Dumbrăvița (Újszentes, until 1906 Vadászerdő; Neusentesch; formerly Uisenteș and Sintești) is a commune in Timiș County, Romania. It is composed of a single village, Dumbrăvița. One of the most developed and rich communes in Romania, Dumbrăvița has become in recent years a suburb of Timișoara.

== Geography ==
Dumbrăvița is located in the Timiș Plain, in the center of Timiș County, in the peri-urban area of Timișoara, to which it is attached. It borders Covaci, Cerneteaz and Giarmata to the north, Giarmata-Vii to the east and Timișoara to the south. Dumbrăvița is crossed by Behela and Niarad, two streams flowing about a kilometer away from the village. Their stream beds are poorly developed, and the streamflows are low.

=== Climate ===

The area is characterized by a moderate continental climate with Mediterranean influences. The average annual temperature in Dumbrăvița is 12.4 C. The temperatures are highest on average in August, at around 23.4 C. The lowest average temperatures in the year occur in January, when it is around 0.6 C. The annual rainfall is 717 mm. The period spanning from March to September has low atmospheric humidity, with values varying between 61% (July) and 69% (March). Sunny days represent about 75% of the total days. North winds have a higher frequency, followed by northeast winds. Mild winters and hot summers benefit the area, providing good conditions for early agricultural work.

=== Flora and fauna ===
Spontaneous fauna is represented by hares, wild boars, foxes, voles, hamsters and birds such as quails and pheasants.

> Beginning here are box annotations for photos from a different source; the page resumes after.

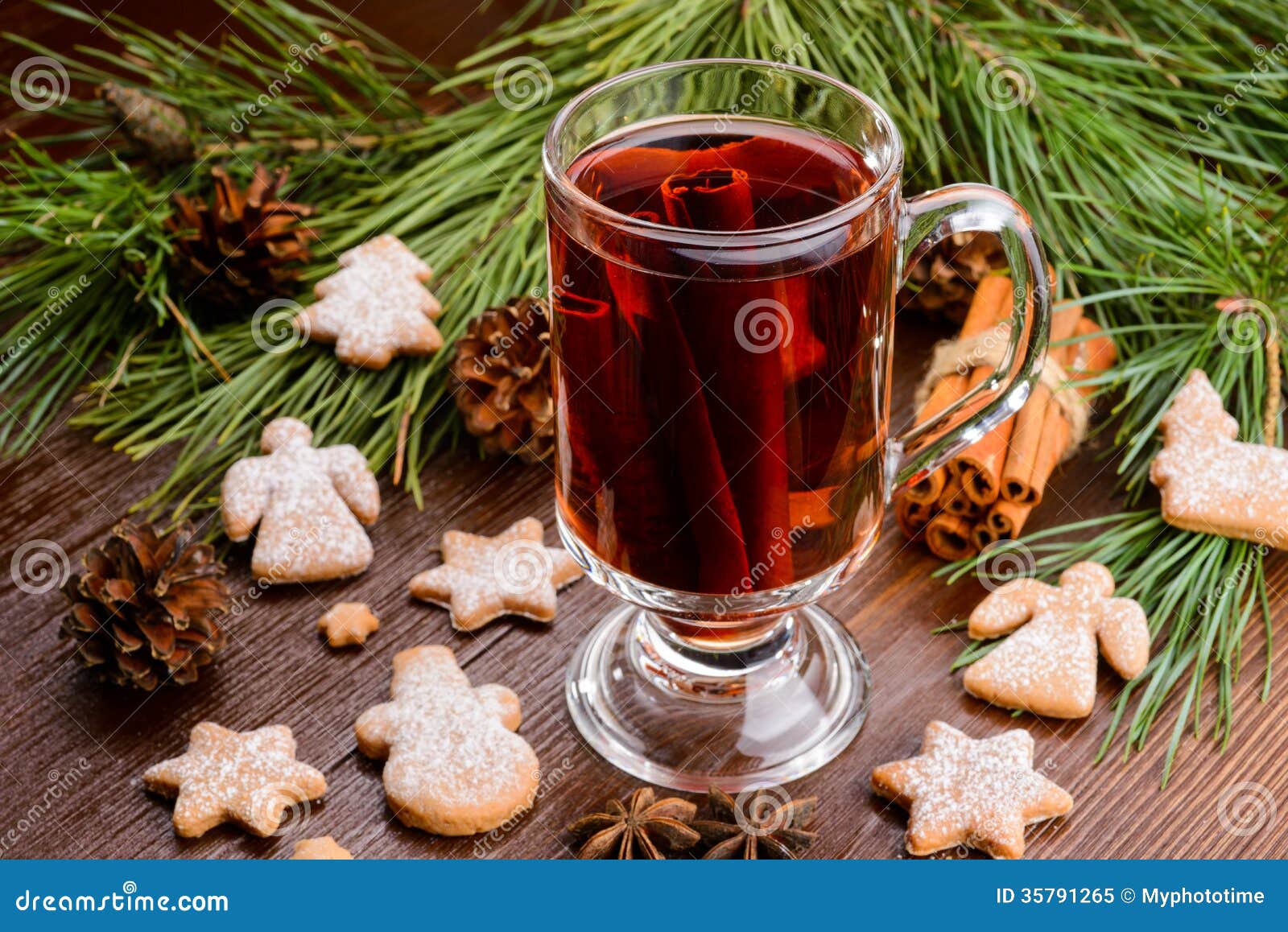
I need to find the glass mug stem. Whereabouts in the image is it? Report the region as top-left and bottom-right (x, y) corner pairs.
(543, 60), (1050, 790)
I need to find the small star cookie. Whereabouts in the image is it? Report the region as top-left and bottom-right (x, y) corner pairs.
(291, 835), (353, 861)
(318, 603), (380, 648)
(299, 233), (443, 369)
(143, 722), (326, 838)
(353, 645), (541, 835)
(872, 722), (1073, 857)
(221, 417), (380, 584)
(408, 518), (581, 631)
(962, 561), (1149, 718)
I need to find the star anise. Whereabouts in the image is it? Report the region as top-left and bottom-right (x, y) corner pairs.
(693, 786), (818, 860)
(568, 786), (700, 861)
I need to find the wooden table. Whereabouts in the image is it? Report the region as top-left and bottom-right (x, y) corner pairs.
(0, 0), (1288, 857)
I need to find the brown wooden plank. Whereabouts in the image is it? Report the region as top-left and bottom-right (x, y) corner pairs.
(0, 0), (1288, 857)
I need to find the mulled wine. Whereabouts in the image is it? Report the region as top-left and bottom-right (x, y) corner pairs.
(549, 116), (898, 596)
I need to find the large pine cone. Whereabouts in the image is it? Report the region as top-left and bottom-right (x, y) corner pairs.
(165, 165), (316, 315)
(62, 522), (228, 690)
(899, 233), (1006, 323)
(452, 297), (555, 462)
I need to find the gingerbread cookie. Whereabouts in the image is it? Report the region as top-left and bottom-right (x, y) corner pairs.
(353, 646), (541, 835)
(318, 603), (380, 648)
(408, 518), (581, 631)
(1149, 369), (1288, 550)
(872, 722), (1073, 857)
(299, 234), (443, 369)
(291, 835), (353, 861)
(223, 417), (380, 584)
(143, 722), (326, 838)
(962, 563), (1149, 718)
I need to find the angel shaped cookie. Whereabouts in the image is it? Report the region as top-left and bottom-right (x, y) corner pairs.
(1149, 369), (1288, 548)
(353, 645), (541, 835)
(964, 563), (1149, 718)
(221, 417), (380, 584)
(299, 233), (443, 369)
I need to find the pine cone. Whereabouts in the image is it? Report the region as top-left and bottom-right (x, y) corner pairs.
(62, 522), (228, 690)
(94, 81), (196, 167)
(166, 165), (316, 311)
(899, 233), (1006, 323)
(452, 297), (555, 462)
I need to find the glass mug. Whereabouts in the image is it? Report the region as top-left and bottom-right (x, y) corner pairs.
(543, 60), (1050, 790)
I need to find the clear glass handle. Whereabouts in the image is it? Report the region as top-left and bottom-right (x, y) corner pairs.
(886, 184), (1051, 497)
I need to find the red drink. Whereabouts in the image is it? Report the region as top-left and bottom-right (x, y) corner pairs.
(550, 118), (897, 595)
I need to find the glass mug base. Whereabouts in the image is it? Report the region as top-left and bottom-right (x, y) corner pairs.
(567, 605), (871, 792)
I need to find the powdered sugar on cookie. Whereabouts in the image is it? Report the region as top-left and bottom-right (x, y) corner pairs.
(1149, 369), (1288, 548)
(408, 518), (581, 631)
(143, 722), (326, 838)
(299, 234), (443, 369)
(964, 563), (1149, 718)
(872, 722), (1073, 857)
(354, 646), (539, 835)
(221, 417), (380, 584)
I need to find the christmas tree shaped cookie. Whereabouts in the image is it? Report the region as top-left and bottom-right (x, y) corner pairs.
(299, 234), (443, 369)
(964, 563), (1149, 718)
(1149, 369), (1288, 550)
(353, 645), (541, 835)
(221, 417), (380, 584)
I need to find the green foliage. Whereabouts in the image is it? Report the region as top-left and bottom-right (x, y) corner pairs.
(0, 0), (1288, 772)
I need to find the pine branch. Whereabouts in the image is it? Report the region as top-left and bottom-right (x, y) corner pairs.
(0, 0), (1288, 777)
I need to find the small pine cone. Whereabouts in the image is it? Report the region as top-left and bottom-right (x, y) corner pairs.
(62, 522), (228, 690)
(899, 233), (1006, 323)
(452, 297), (555, 462)
(94, 81), (196, 167)
(165, 165), (316, 313)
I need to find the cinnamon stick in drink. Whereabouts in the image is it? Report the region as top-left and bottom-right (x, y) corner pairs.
(974, 318), (1117, 546)
(925, 511), (975, 560)
(998, 305), (1084, 505)
(662, 169), (794, 590)
(604, 214), (749, 592)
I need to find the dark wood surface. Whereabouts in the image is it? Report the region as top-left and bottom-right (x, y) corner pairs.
(0, 0), (1288, 857)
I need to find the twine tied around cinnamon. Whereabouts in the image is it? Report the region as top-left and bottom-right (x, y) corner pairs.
(916, 320), (1091, 458)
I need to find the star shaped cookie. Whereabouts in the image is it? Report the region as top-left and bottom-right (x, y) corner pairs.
(872, 722), (1073, 857)
(291, 835), (353, 861)
(353, 645), (541, 835)
(318, 603), (380, 648)
(408, 518), (581, 631)
(143, 722), (326, 838)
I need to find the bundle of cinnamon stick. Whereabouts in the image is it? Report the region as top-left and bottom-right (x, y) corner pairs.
(895, 275), (1116, 560)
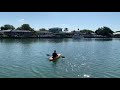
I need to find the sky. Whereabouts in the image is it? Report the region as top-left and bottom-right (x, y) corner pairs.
(0, 12), (120, 31)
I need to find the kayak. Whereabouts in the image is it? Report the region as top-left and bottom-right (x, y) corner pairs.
(49, 54), (61, 61)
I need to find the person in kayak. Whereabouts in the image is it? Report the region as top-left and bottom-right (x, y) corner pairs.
(52, 50), (58, 58)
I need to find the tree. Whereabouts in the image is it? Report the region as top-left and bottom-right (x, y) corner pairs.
(1, 24), (15, 30)
(16, 27), (21, 30)
(95, 26), (113, 37)
(1, 26), (4, 30)
(16, 24), (34, 31)
(39, 28), (47, 31)
(64, 28), (68, 32)
(80, 29), (94, 34)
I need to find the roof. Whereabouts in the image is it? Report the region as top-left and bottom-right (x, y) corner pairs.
(11, 30), (31, 32)
(49, 27), (62, 29)
(113, 32), (120, 35)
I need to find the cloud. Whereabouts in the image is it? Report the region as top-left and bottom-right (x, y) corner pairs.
(18, 19), (25, 22)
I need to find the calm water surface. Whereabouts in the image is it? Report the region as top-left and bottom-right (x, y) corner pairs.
(0, 39), (120, 78)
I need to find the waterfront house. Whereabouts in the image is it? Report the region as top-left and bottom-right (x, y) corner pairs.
(0, 30), (11, 37)
(10, 30), (33, 37)
(0, 30), (33, 37)
(113, 31), (120, 38)
(49, 27), (62, 33)
(37, 31), (54, 38)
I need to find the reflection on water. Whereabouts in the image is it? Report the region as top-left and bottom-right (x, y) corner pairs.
(0, 38), (120, 78)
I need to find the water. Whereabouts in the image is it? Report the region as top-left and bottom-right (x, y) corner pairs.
(0, 39), (120, 78)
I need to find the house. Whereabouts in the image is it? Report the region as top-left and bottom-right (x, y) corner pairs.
(37, 31), (54, 38)
(0, 30), (33, 37)
(49, 27), (62, 33)
(113, 32), (120, 38)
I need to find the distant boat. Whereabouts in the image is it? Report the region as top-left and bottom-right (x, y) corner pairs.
(72, 34), (84, 39)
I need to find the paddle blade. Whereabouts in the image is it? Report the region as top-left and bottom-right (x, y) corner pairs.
(61, 56), (65, 58)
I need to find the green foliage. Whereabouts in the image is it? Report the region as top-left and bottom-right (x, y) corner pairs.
(64, 28), (68, 32)
(16, 24), (34, 31)
(95, 27), (113, 37)
(80, 29), (94, 34)
(0, 24), (15, 30)
(39, 28), (47, 31)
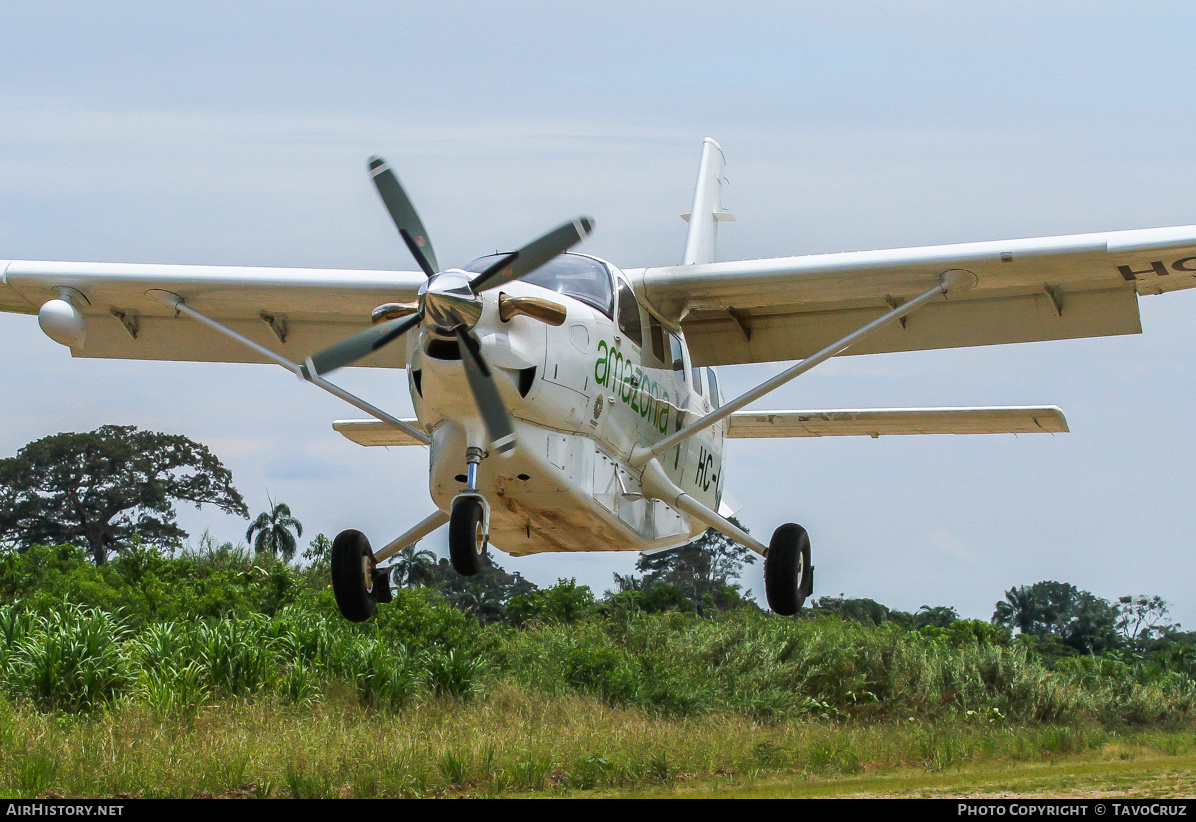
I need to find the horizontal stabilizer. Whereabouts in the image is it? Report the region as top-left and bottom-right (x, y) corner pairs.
(332, 420), (423, 445)
(722, 406), (1068, 438)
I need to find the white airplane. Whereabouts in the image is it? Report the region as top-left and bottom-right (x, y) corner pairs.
(0, 139), (1196, 621)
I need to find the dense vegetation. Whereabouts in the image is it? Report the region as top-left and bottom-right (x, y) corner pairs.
(0, 428), (1196, 796)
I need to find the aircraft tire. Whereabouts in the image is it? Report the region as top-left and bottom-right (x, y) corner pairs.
(764, 523), (814, 616)
(332, 530), (378, 622)
(449, 497), (486, 577)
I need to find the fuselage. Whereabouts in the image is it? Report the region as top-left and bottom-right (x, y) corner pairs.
(408, 254), (725, 555)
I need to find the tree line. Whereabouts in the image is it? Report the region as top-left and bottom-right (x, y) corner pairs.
(0, 425), (1196, 656)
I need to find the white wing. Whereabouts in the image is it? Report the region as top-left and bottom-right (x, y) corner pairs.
(0, 260), (425, 367)
(722, 406), (1067, 438)
(630, 226), (1196, 365)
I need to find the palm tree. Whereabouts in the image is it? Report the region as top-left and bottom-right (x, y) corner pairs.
(390, 543), (437, 587)
(245, 498), (303, 562)
(993, 585), (1043, 634)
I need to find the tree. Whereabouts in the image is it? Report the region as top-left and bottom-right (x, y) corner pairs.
(993, 580), (1119, 653)
(303, 534), (332, 570)
(1117, 593), (1180, 646)
(615, 517), (756, 608)
(245, 499), (303, 562)
(390, 543), (437, 587)
(0, 425), (249, 565)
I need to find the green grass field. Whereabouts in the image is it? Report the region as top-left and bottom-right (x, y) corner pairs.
(0, 684), (1196, 798)
(0, 547), (1196, 797)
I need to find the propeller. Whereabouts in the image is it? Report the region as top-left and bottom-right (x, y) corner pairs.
(300, 157), (594, 453)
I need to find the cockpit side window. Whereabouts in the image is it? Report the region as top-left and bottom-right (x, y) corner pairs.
(669, 334), (685, 380)
(465, 254), (615, 317)
(618, 280), (643, 346)
(706, 369), (722, 408)
(648, 313), (669, 365)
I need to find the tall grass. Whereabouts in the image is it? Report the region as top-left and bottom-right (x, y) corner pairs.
(0, 599), (1196, 726)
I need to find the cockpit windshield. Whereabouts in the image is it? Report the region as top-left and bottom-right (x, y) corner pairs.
(465, 254), (614, 317)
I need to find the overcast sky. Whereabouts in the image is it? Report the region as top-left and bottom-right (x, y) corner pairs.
(0, 1), (1196, 628)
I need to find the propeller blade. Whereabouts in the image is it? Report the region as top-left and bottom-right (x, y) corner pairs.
(456, 328), (515, 453)
(469, 217), (594, 294)
(370, 157), (440, 278)
(299, 311), (423, 379)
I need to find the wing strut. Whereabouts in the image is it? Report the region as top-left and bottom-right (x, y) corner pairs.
(631, 269), (976, 468)
(146, 288), (432, 445)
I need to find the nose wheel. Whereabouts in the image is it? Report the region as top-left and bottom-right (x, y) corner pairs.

The vegetation is steppe-specific. Among the grasses can be found the blue eryngo and the feather grass, and among the shrubs the dog rose and the blackthorn.

== History ==
Dumbrăvița was founded in 1891 by the colonization of 133 Hungarian families from Szentes, a town 50 km from Szeged. The colonization was officially organized and supported by the Hungarian government. It ordered the partial deforestation of the Green Forest that surrounds Timișoara, in order to accommodate the new settlement. However, the territory occupied today by Dumbrăvița has been inhabited since the Daco-Roman era, here being discovered five houses and three household pits dating from the 2nd–3rd centuries AD. The settlement seems to have been abandoned at the end of the 15th century, most likely due to the numerous attacks of the Turks. The new settlement founded in 1891 was called Vadászerdő; it is the translation from German into Hungarian of the compound word Jagdwald, which meant "hunting forest", the current Green Forest, used by Count Claude Florimond de Mercy, Austrian governor of Banat, after the conquest of the province by the Habsburgs. In 1892 the village already had several streets. At the request of its inhabitants, the village was renamed Újszentes ("New Szentes").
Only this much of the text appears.